Our primary goal is to rearrange files stored in my container named like 2023-10-23-00.json into a hierarchical structured format like year=2023/month=10/day=23/hour=00.json.

Kickstart: Step-by-step guide to writing the code¶

Set up Azure Blob Storage SDK: Start by authenticating against Azure with the credentials from your registered Azure app:

from azure.identity import ClientSecretCredential
from azure.storage.blob import BlobServiceClient

credential = ClientSecretCredential(
    tenant_id="YOUR_TENANT_ID", 
    client_id="YOUR_CLIENT_ID", 
    client_secret="YOUR_CLIENT_SECRET"
)

account_url = "https://YOUR_STORAGE_ACCOUNT_NAME.blob.core.windows.net/"  
blob_service_client = BlobServiceClient(account_url=account_url, credential=credential)

Listing Blobs: Retrieve all blobs in your container and then filter the desired files:

container_client = blob_service_client.get_container_client("YOUR_CONTAINER_NAME")
blobs = container_client.list_blobs()
old_files = [blob.name for blob in blobs if "-*.json" in blob.name]

File Rearrangement: Deconstruct each blob's name to get the year, month, day, and hour. Then, design the new path:

for old_file_path in old_files:
    filename = old_file_path.split('/')[-1]
    year, month, day, hour = filename.split('-')[:4]
    new_directory = f"year={year}/month={month}/day={day}/"
    new_blob_path = new_directory + f"hour={hour}.json"
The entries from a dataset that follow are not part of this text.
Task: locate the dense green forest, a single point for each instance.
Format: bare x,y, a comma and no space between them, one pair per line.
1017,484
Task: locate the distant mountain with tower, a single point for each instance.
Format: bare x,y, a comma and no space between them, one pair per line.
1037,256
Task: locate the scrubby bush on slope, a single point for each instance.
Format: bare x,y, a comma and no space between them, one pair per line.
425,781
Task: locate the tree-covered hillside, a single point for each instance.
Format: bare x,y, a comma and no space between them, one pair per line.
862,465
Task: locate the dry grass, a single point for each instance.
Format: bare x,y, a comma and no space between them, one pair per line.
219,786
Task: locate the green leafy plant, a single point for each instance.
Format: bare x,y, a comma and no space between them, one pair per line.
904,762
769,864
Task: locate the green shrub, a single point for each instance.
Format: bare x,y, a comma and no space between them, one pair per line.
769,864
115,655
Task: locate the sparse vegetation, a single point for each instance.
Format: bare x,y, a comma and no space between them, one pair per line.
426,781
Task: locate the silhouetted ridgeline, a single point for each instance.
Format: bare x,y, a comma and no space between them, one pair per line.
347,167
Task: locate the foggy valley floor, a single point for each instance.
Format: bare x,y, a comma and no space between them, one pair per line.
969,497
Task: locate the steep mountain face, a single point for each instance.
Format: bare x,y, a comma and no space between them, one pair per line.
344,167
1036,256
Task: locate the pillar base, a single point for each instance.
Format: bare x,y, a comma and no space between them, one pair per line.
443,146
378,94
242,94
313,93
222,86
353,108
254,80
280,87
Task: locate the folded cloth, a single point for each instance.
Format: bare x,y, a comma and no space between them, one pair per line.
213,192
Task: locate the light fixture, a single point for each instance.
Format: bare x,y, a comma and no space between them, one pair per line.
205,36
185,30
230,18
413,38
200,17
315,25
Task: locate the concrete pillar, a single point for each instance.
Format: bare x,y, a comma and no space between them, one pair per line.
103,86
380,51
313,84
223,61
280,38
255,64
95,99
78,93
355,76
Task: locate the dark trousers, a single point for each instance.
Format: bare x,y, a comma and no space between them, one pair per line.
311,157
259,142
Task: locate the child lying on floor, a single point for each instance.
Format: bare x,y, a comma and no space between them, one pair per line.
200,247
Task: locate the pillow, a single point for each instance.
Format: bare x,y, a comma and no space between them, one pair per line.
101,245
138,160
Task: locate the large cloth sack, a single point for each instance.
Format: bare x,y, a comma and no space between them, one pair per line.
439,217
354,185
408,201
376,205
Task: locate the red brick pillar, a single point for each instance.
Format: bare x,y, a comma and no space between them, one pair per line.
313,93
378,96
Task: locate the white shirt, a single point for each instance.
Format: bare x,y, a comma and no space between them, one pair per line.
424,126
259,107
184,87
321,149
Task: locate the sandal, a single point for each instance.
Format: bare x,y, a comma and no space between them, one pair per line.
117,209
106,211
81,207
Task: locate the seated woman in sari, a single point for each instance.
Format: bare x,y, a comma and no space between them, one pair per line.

Copying & Deleting Blobs: Azure Blob Storage requires copying the blob to the new position and deleting the original:

source_blob = container_client.get_blob_client(old_file_path)
destination_blob = container_client.get_blob_client(new_blob_path)
destination_blob.start_copy_from_url(source_blob.url)
source_blob.delete_blob()

Simulating Directory-like Structure: Azure Blob Storage doesn't have real directories. Instead, using / in blob names can emulate directory structures. By copying a blob to a new path with /, we can recreate a folder-like structure.
Error Handling: It's essential to manage errors. I ran into an InvalidUri error when attempting to create a directory-like structure using 0-byte blobs. I tackled this by directly copying the blob to the desired path, which handled the pathing effectively.

Conclusion¶

Shifting files in Azure Blob Storage can initially appear challenging, mainly due to its flat structure. Nevertheless, with the Azure SDK for Python and the correct strategy, restructuring blobs becomes feasible. Always remember to rigorously test your approach in a non-production environment before applying it to vital data.

Appendix¶

Why use a structure like `year=2023/month=10/day=23/hour=00.json`?¶

This hierarchical directory structure aligns very well with common best practices for storing data in columnar storage formats like Parquet and ORC. Here's how:

Partitioning: The structure year=2023/month=10/day=23/hour=00.json inherently sets up partitioning for the data. When converted to Parquet or other storage formats, this structure will make it incredibly efficient to read specific partitions (like all data from a particular month or day) without scanning through the entire dataset. This reduces the amount of data that needs to be read and thus speeds up queries.
Column Pruning: If your dataset inside the JSON files includes multiple columns, Parquet (and other columnar formats) allows for column pruning. This means that if a particular analysis requires only a subset of columns, only those specific columns are read from the storage, saving both time and resources.
Compression: Both Parquet and ORC are known for efficient compression. When you have data organized hierarchically, and you're storing it in a columnar format, you can achieve significant storage savings. The structure also ensures that similar data types (like timestamps) are stored together, which can result in better compression ratios.
Compatibility with Big Data Tools: Tools like Spark and Hive work exceptionally well with columnar storage formats and can directly utilize the hierarchical structure for optimized data reads. If you ever decide to analyze the data using these tools, having them in this structure and format would be advantageous.
Schema Evolution: One of the advantages of Parquet (and to some extent, ORC) is the support for schema evolution. If your data structure changes over time (new columns are added, for example), these formats can handle those changes gracefully. Having an organized directory structure makes managing these schema changes over different time periods more straightforward.

Long story short:

Given these advantages, if you're considering a transition to Parquet or another efficient storage format in the future, this hierarchical structure will certainly come in handy and help in making the data storage and retrieval processes more efficient.

Complete tested code¶

If you want to test the complete code together here is it. Remember, place your original ids, secret in the placeholder. Also, its not a good practice to use creds like this they shoudl be stored in vaults. But for focussing on the core functionality and to reduce the number of code I used the ids and passwords right in the code.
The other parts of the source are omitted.